The USD/CAD pair extends downside around 1.3485 during the early Asian session on Tuesday. Escalating geopolitical tensions in the Middle East provide some support to the commodity-linked Canadian Dollar (CAD) and weigh on USD/CAD. Later on Tuesday, the US Conference Board’s Consumer Confidence is due.
Federal Reserve (Fed) Bank of San Francisco President Mary Daly’s remarks on Monday echoed comments from Fed Chair Jerome Powell at the Jackson Hole symposium, who said that he has gained confidence that inflation is on course to the 2% target and “the time has come for policy to adjust.” Fed’s Daly noted that she believes it’s appropriate for the Fed to begin cutting interest rates. This, in turn, continues to undermine the US Dollar (USD) against the Loonie.

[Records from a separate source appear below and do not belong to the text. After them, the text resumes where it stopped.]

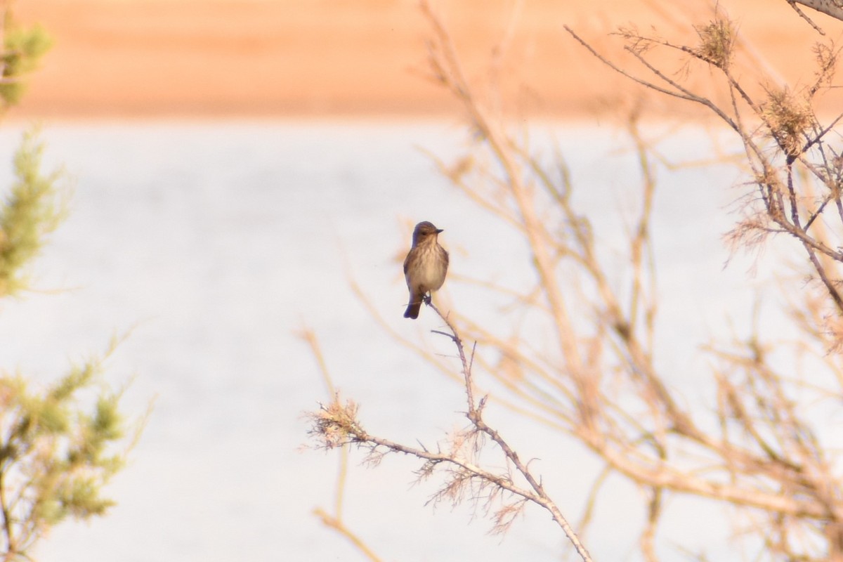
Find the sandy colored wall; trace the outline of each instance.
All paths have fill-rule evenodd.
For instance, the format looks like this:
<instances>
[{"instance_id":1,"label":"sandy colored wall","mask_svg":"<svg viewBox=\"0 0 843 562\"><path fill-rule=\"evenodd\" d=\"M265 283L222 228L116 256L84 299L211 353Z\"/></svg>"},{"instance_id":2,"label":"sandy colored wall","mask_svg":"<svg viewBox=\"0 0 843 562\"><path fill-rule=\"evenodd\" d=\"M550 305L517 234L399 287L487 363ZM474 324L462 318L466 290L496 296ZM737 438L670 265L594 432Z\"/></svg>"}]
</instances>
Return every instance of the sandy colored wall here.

According to the CME FedWatch Tool, the markets have fully priced in a 25 basis points (bps) rate cut, while the possibility of a deeper rate cut stands at 30%, down from 36.5 % last Friday.
Elsewhere, data released by the US Census Bureau on Monday showed that the US Durable Goods Orders climbed to 9.9% MoM in July from a -6.9% contraction in June. This figure came in better than the estimation of a 4% increase and registered the most significant gain since May 2020. The Greenback posted modest gains in an immediate reaction to the upbeat data.